Co-president of the Executive Council
- In office March 2016 – 20 August 2026 Serving with Îlham Ehmed
- Preceded by: Position established
- Succeeded by: Position abolished

Personal details
- Party: Democratic Union Party
- Occupation: Politician

= Mansur Selum =

Syrian politician

Mansur Selum (منصور سلوم) is a Syrian politician. He served as co-president of the Executive Council of Rojava from 2016 until its integration into the Syrian state in 2026. Selum served alongside fellow co-president Îlham Ehmed, an ethnic Kurd.
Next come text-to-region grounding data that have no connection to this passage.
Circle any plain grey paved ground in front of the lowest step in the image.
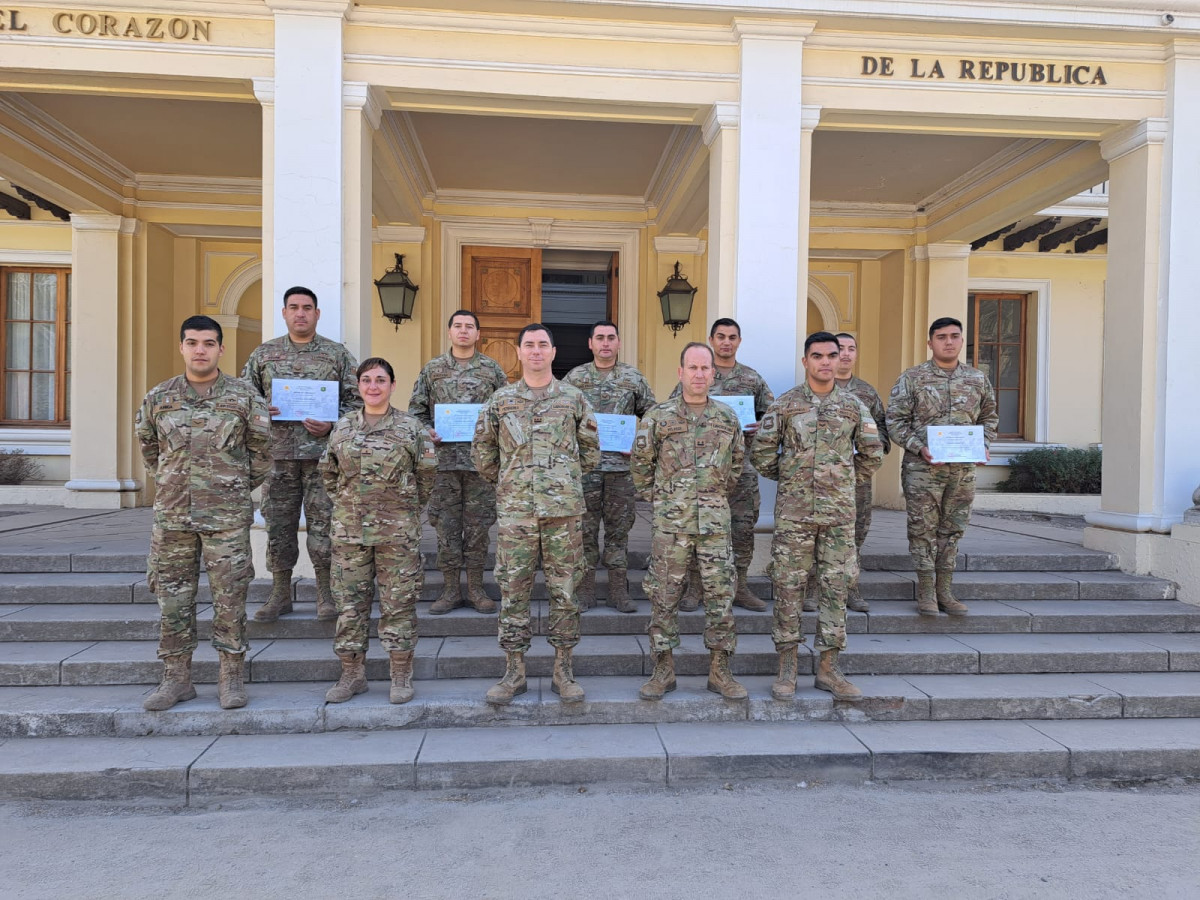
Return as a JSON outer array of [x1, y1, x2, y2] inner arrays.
[[0, 782, 1200, 900]]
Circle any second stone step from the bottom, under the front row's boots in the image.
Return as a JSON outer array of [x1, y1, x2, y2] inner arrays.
[[7, 672, 1200, 738]]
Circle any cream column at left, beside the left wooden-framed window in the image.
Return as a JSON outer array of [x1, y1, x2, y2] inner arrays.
[[66, 215, 142, 509]]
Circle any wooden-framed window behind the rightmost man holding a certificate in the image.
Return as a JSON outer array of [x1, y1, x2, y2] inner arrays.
[[966, 293, 1028, 439]]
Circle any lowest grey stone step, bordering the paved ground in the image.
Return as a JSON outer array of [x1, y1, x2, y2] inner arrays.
[[0, 719, 1200, 806]]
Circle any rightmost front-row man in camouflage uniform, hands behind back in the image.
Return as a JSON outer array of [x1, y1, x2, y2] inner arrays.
[[750, 331, 883, 700]]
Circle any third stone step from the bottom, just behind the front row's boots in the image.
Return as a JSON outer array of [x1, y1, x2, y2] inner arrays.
[[9, 632, 1200, 685]]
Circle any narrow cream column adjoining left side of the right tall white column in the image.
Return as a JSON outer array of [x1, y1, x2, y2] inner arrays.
[[702, 103, 738, 326]]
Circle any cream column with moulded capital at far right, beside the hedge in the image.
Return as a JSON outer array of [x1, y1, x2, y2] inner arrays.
[[1087, 119, 1171, 532]]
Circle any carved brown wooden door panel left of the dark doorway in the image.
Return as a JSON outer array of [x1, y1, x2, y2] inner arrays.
[[462, 247, 541, 382]]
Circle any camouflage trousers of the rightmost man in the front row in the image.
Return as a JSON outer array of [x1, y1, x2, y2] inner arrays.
[[770, 520, 858, 650]]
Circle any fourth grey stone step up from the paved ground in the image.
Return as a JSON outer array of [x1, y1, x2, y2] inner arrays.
[[0, 600, 1200, 643]]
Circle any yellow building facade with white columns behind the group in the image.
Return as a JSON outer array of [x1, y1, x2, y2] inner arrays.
[[0, 0, 1200, 592]]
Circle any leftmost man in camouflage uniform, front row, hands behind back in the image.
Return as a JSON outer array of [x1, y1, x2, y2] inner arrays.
[[137, 316, 271, 710]]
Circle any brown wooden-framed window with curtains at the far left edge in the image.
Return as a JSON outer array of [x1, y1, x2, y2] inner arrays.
[[0, 268, 71, 425]]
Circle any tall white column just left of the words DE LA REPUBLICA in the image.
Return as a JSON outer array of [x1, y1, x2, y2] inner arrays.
[[734, 19, 812, 395]]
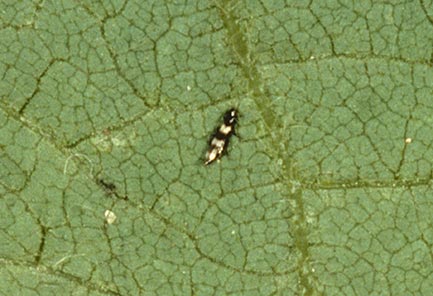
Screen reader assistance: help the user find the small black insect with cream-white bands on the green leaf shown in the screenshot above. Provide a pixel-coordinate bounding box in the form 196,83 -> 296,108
204,108 -> 238,165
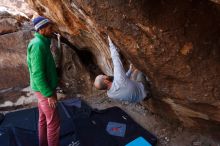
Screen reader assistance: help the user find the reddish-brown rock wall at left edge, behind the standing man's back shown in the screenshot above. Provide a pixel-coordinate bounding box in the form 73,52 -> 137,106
0,13 -> 32,89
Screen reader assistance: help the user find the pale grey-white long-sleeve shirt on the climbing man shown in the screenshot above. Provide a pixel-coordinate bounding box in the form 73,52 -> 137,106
107,38 -> 147,102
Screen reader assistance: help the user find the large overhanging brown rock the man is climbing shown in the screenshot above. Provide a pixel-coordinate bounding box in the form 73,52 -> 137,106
28,0 -> 220,135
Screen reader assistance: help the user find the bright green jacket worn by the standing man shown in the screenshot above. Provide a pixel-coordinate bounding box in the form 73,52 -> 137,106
27,32 -> 58,97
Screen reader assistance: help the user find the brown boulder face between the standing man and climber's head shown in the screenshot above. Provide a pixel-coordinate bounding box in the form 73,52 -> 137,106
57,44 -> 93,96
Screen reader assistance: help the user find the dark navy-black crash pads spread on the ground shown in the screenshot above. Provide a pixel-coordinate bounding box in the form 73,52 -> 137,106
0,99 -> 157,146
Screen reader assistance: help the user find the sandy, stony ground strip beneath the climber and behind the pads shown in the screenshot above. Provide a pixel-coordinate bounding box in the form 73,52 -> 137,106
0,87 -> 220,146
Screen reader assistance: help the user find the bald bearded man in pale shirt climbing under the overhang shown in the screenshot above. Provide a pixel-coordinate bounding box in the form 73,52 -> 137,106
94,36 -> 150,103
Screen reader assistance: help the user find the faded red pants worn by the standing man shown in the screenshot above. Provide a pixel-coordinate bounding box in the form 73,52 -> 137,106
35,92 -> 60,146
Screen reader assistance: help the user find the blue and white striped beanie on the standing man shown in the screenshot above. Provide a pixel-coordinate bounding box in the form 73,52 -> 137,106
33,16 -> 51,31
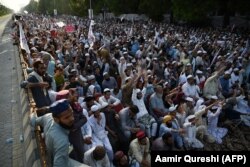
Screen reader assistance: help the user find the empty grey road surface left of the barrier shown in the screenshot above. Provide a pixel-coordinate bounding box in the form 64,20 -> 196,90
0,15 -> 24,167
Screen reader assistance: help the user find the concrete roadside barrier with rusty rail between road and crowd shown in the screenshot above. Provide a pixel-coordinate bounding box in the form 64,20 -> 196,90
17,47 -> 48,167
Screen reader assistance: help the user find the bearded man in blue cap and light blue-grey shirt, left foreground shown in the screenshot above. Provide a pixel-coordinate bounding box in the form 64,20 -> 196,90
31,99 -> 88,167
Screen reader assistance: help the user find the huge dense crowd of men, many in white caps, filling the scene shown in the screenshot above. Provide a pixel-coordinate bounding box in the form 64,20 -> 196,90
13,14 -> 250,167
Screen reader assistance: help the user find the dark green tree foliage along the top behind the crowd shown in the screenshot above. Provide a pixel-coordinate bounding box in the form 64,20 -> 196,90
23,0 -> 250,23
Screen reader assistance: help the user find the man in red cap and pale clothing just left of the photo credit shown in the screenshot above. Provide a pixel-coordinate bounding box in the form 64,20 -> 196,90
128,131 -> 151,167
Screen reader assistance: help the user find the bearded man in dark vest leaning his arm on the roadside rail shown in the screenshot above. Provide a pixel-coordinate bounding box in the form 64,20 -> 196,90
21,60 -> 51,116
Selum, a local Arab tribal leader in the town of Tell Abyad, had risen into a prominent political role after June 2015 when Syrian Democratic Forces (SDF) wrested control of Tell Abyad from the Islamic State of Iraq and the Levant (ISIL) and the town was declared part of the de facto autonomous Federation of Northern Syria – Rojava by a council including representatives of local Arab, Kurdish, Turkmen and Armenian communities. In July, the 178-member higher council that then governed Tell Abyad had elected mixed-gender co-mayors, as mandated under Rojava rules, initially Selum and ethnic Kurd Layla Mohammed, the latter 27 years old and the first female mayor of Tell Abyad ever. While previously education had been available only in Arabic language, thereafter Arabic and Kurdish were used as languages of instruction in public schools and plans introduced for offering Turkish in addition; one focus of the administration was to encourage women to seek higher education.